MSPs were notified of the vulnerabilities this past Monday and given instructions to update on-prem servers immediately. ConnectWise has patched all cloud environments.

In a notice to take on-prem servers offline, CISA wrote: “Apply mitigations per vendor instructions or discontinue use of the product if mitigations are unavailable,” by February 29.

“This demonstrates the severity and the impact that we do really need to take this one seriously,” Hammond said. “They've updated it now to include that they are seeing it used to deploy ransomware.

“It’s very, very stern,” he added. “They’re saying, ‘Take care of this right now or pack it up and put it away.’ They’re trying to talk to the whole world or any business that uses this on-premise instance. It’s a slap in the face, the wake-up call, that says take action now or seriously just pull it off the shelf.”

On Thursday, CISA reported seeing active exploits related to the ScreenConnect vulnerability (tracked as CVE-2024-1709) and was added to CISA’s Known Exploited Vulnerabilities Catalog Thursday. ConnectWise rated the vulnerability as critical when it first reported it.

“We uplifted the [cloud] version,” Patrick Beggs, ConnectWise CISO, told CRN Friday. “Sometimes the version updates just weren't showing, it’s literally that simple. There were a few glitches and we had to kind of re-push and then it happened.”

But because every on-prem server hasn’t been updated, exploits have now been reported.

Beggs said he and his team are doing active incident response events for customers and getting through ticket queues to help as many partners as they can.

In a Thursday security alert, ConnectWise notified partners to “immediately update to 23.9.8 or higher to remediate reported vulnerabilities.”
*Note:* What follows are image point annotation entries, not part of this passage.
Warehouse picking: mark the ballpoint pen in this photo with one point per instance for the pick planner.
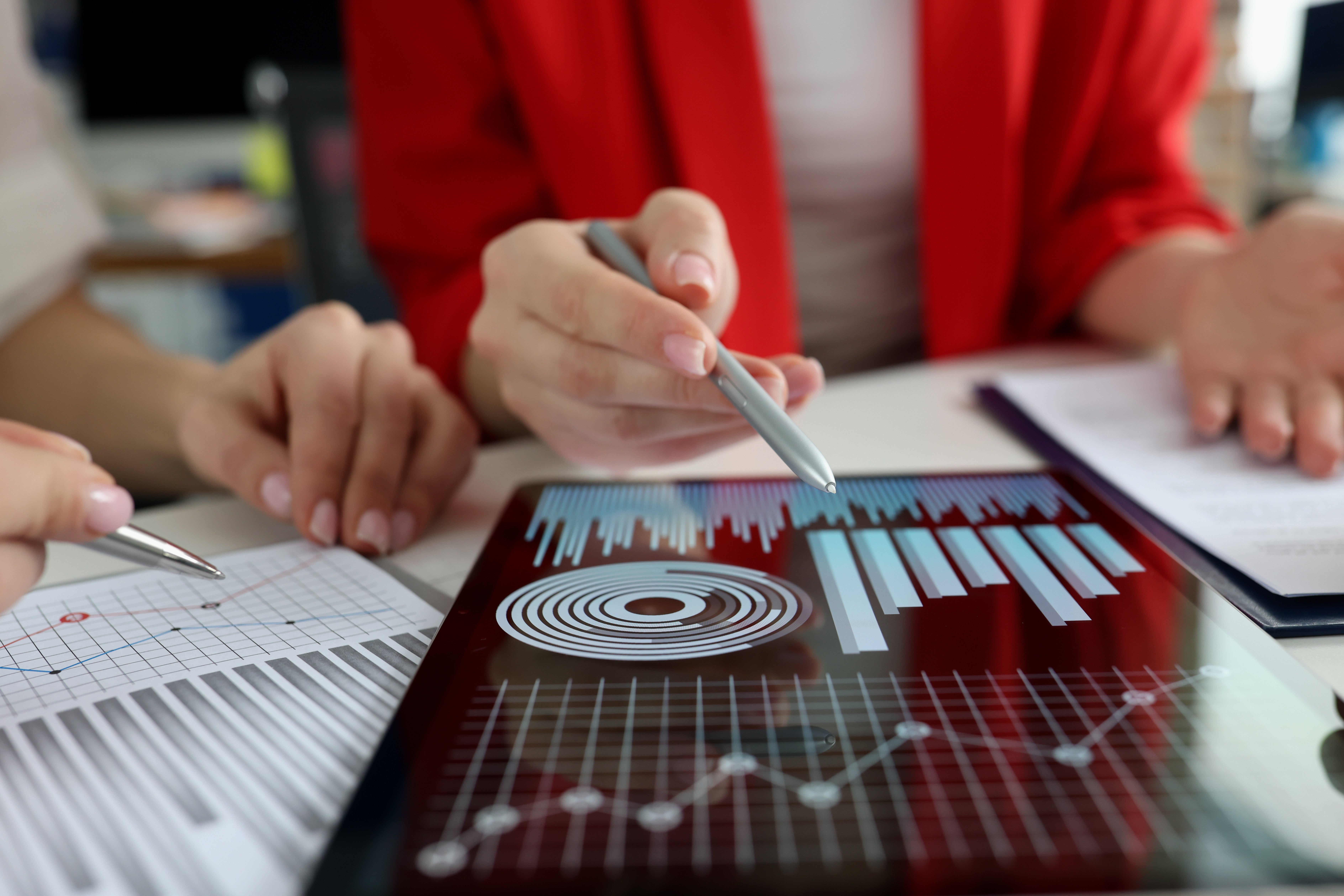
(135, 545)
(740, 388)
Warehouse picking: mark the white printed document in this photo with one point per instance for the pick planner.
(1128, 422)
(169, 735)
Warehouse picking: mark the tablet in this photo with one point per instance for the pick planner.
(931, 684)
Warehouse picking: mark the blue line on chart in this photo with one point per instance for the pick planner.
(229, 625)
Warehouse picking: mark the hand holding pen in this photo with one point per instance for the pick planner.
(607, 371)
(54, 492)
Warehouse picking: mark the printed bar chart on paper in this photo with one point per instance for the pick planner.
(166, 735)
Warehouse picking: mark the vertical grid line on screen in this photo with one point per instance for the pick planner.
(952, 833)
(787, 850)
(457, 817)
(1037, 833)
(490, 843)
(615, 860)
(1273, 794)
(530, 854)
(1167, 836)
(573, 856)
(1084, 842)
(873, 852)
(912, 842)
(827, 839)
(1175, 791)
(999, 843)
(1116, 821)
(701, 851)
(659, 839)
(744, 851)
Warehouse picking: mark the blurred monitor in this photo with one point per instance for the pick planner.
(156, 60)
(1322, 73)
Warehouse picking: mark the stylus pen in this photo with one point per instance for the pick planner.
(135, 545)
(740, 388)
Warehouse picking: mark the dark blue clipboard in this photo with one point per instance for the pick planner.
(1281, 617)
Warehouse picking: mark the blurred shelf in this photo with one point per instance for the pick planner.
(272, 258)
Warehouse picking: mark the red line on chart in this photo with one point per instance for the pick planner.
(80, 617)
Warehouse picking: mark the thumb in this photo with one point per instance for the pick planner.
(58, 498)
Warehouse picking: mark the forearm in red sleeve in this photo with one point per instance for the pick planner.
(1133, 182)
(444, 163)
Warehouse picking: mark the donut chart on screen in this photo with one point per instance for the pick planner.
(654, 610)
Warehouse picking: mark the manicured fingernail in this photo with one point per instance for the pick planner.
(275, 492)
(804, 379)
(323, 523)
(78, 447)
(108, 507)
(374, 530)
(694, 268)
(686, 354)
(404, 530)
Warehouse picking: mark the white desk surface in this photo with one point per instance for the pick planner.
(920, 418)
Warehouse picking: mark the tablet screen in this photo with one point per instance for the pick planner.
(931, 684)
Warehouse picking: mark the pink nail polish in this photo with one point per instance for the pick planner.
(404, 530)
(323, 523)
(694, 268)
(686, 354)
(275, 492)
(107, 508)
(374, 530)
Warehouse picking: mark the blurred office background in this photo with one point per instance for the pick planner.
(218, 139)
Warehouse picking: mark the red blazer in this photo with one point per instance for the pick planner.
(1053, 136)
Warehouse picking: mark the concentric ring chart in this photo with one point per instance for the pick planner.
(654, 610)
(923, 684)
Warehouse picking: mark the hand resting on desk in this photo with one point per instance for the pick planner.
(605, 371)
(1259, 322)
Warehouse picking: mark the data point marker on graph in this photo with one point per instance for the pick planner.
(496, 820)
(1074, 755)
(583, 800)
(441, 860)
(659, 817)
(913, 730)
(819, 794)
(737, 764)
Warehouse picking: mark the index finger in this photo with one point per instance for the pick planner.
(562, 284)
(318, 361)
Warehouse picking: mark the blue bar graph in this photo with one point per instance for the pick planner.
(857, 625)
(1072, 563)
(924, 555)
(886, 573)
(971, 557)
(1041, 585)
(1105, 549)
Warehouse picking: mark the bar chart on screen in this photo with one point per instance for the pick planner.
(161, 734)
(881, 546)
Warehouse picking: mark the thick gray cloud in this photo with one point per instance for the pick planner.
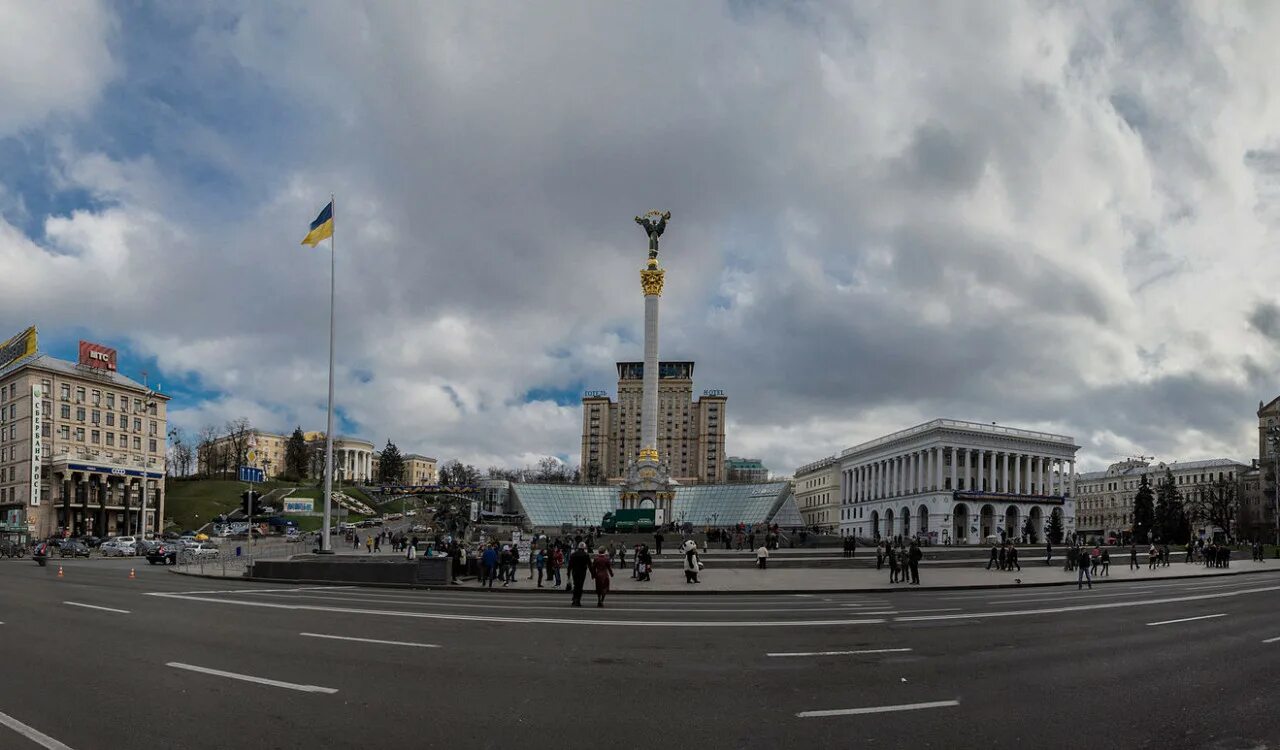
(1045, 215)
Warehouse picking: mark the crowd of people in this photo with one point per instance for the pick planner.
(903, 561)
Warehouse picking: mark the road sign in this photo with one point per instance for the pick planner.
(251, 475)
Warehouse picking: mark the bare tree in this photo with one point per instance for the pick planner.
(1217, 504)
(238, 433)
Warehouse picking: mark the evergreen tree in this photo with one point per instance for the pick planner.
(391, 465)
(296, 457)
(1143, 511)
(1170, 517)
(1055, 527)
“ConnectWise has rolled out an additional mitigation step for unpatched, on-premise users that suspends an instance if it is not on version 23.9.8 or later,” the alert read. “If your instance is found to be on an outdated version, an alert will be sent with instructions on how to perform the necessary actions to release the server.”

A ScreenConnect license revocation has also been implemented which has, “been a really great stopgap for now,” Beggs said.

And while some security experts are comparing the exploit to major attacks in the past, such as the Kaseya attack and SolarWinds, Beggs said he’s not seeing anything of that magnitude.

“This is a vulnerability exploitation, not a breach of ConnectWise infrastructure,” he said.

Hammond, however, believes the exploitation to be a large cyberattack.

“We were not going to release our proof of concept because that's just enabling threat actors,” Hammond said. “Then a proof of concept got out. It's odd because now our work has shifted to not getting ahead of the vulnerability and understanding it and sharing the intel, it's watching the internet burn and trying to respond and remediate the best we can. We're watching the world burn.”